China’s difficult choices as export growth slows

The writer is a finance professor at Peking University and a senior associate at the Carnegie China Center

China’s export growth has been the brightest spot in an otherwise gloomy economic performance this year as the country heads towards the Communist party’s 20th national congress this month.

Industrial output in the first eight months of 2022 was up a relatively weak 3.6 per cent over the same period in 2021, while total consumption stagnated, with retail sales up just 0.5 per cent. In contrast, exports grew a generous 14.2 per cent, and China’s trade surplus rocketed 57.7 per cent.

Economists are worried, however, that China may have reached the end of this period of rapid export growth, posing difficult policy choices for Beijing. Container-shipping costs for the next few months are way down, signalling what may become a contraction in exports as American and European consumers — struggling with weak economies — cut back on imports for the all-important Christmas season.

Unfortunately, the growing importance of exports will magnify the impact on the Chinese economy of any sharp slowdown in their growth. Like any country that saves more than it invests, China runs trade surpluses to absorb its excess production.

This means that any contraction in the trade surplus must necessarily be balanced by a reduction in the gap between domestic savings and investment. In turn, this requires either that Chinese investment rises or that domestic savings fall.

There are a limited number of ways either can happen. One unwelcome way China’s savings can fall is with a rise in domestic unemployment. As Chinese manufacturers export less, they may cut production and fire workers. Unemployed workers have negative savings rates, making this one of the ways in which a contracting trade surplus is balanced.

There are other ways. All income is either saved or consumed, so a surge in domestic consumption would also reduce Chinese savings, and would allow local manufacturers to shift sales from exports to domestic consumption.

There are, however, only two ways to increase consumption. One involves expansion in household debt, which Chinese financial authorities are trying to discourage. The other requires a major redistribution of income to ordinary households, something Beijing has been trying to do for more than a decade but has so far found politically too difficult.

But if savings won’t decline through a surge in consumption, the only way Beijing can keep savings from declining though rising unemployment is with an increase in investment. This also creates problems.

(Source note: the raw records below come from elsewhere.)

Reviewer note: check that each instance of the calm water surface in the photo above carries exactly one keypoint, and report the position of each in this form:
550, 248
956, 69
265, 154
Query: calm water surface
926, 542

The best form of new investment, an increase in private sector investment in manufacturing and distribution capacity, is a very unlikely response by private businesses to slower export growth. On the contrary, they will probably cut back investment as exports fade.

In that case, any increase in investment must be driven by expansion in government investment, which mainly means more spending on infrastructure. In fact, this is already happening as Beijing tries to counter a contraction in the property sector. But given China’s already excessive infrastructure spending, many economists worry that this will simply result in even more unnecessary projects than China already has and, with it, a rapidly deteriorating debt burden.

Unfortunately, these are literally the only ways in which China can balance a contraction in its trade surplus. There are no other options. Beijing will probably consider rising unemployment as the greater evil, and it will be unable to boost domestic consumption quickly enough except through an unwanted surge in household debt. So Beijing will most likely respond to a contraction in the trade surplus with more government investment in infrastructure.

This underlines how vulnerable the Chinese economy is to external events, with its export success largely the obverse of its weak domestic demand. The bad news is that Beijing may respond to weaker foreign demand for Chinese imports by taking further steps to support the very important export sector.

These necessarily involve explicit or implicit subsidies to manufacturing at the expense of the household sector, and so will probably only further weaken domestic demand while escalating China’s excess reliance on exports and government investment. The good news is that depressed exports may force Beijing into the difficult adjustment towards greater domestic consumption that it has long postponed.